Research has helped improve surgical techniques, as have immunosuppressive drugs, post-transplant care and the methods used to preserve the lungs during the transplant procedure.

Eighty percent of CF patients who receive a transplant are still alive a year later, and 50 percent are alive five years later.

UPMC has done more than 2,000 lung transplants, the most of any hospital in the United States. Around 30 to 40 percent of its transplant patients were turned down by other medical institutions, “making us the go-to center for the ‘sickest of the sick,’” D’Cunha said in his email.
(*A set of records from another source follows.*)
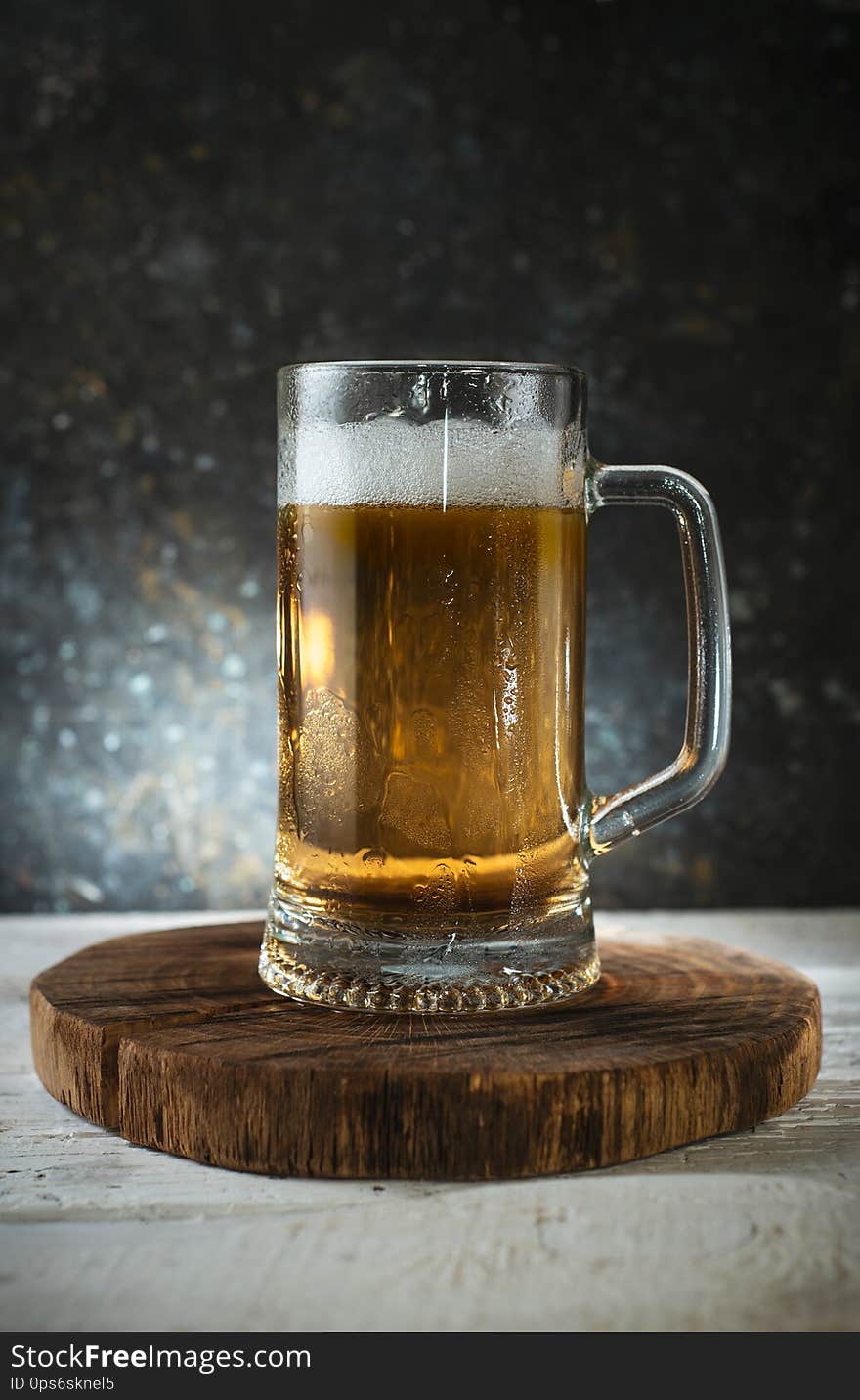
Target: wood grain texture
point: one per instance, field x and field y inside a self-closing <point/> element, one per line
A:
<point x="171" y="1037"/>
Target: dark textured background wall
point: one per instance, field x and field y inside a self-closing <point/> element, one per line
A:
<point x="192" y="194"/>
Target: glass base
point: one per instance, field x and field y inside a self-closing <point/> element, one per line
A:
<point x="487" y="968"/>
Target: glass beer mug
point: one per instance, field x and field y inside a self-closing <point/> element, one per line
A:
<point x="435" y="828"/>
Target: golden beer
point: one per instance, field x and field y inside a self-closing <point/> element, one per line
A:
<point x="430" y="715"/>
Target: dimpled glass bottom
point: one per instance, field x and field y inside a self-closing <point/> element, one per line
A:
<point x="331" y="963"/>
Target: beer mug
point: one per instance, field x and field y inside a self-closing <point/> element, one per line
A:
<point x="435" y="828"/>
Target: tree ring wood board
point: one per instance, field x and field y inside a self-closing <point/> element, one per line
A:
<point x="172" y="1037"/>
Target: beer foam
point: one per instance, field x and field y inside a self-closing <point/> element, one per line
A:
<point x="395" y="462"/>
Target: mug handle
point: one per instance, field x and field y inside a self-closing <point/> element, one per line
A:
<point x="705" y="749"/>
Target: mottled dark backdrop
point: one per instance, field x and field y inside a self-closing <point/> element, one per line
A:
<point x="194" y="192"/>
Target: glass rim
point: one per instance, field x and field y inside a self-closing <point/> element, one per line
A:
<point x="521" y="367"/>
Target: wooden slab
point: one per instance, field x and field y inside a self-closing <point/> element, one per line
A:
<point x="172" y="1039"/>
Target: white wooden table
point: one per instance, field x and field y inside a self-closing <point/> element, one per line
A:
<point x="758" y="1231"/>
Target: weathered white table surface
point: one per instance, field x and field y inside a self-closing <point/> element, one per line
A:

Abrams and Wollf hope to raise $65,000 for CF research. That’s after “65 roses,” the term a little boy blurted out back in 1965 when he was diagnosed with the disease.

“This is personal,” Abrams said. “We need to get to the next level, but we need to stay positive.”

You don’t have to be athletic to do Lunges4Lungs. Do one lunge, he suggested. Or ask others to take part. The purpose is to spread the word.

Smith’s own words, in a letter she wrote to herself, say it best:

“But for now, you must live — not simply exist, but live. You must do so by deliberately choosing the light of intention, gratitude, vitality, and curiosity over darkness. You owe it to the little girl who dreamed of researching dolphins in Belize, who devoured books with a hunger, eager for a glimpse outside her sheltered world. And you owe it to the woman you will become, one day, with new lungs and a second chance.”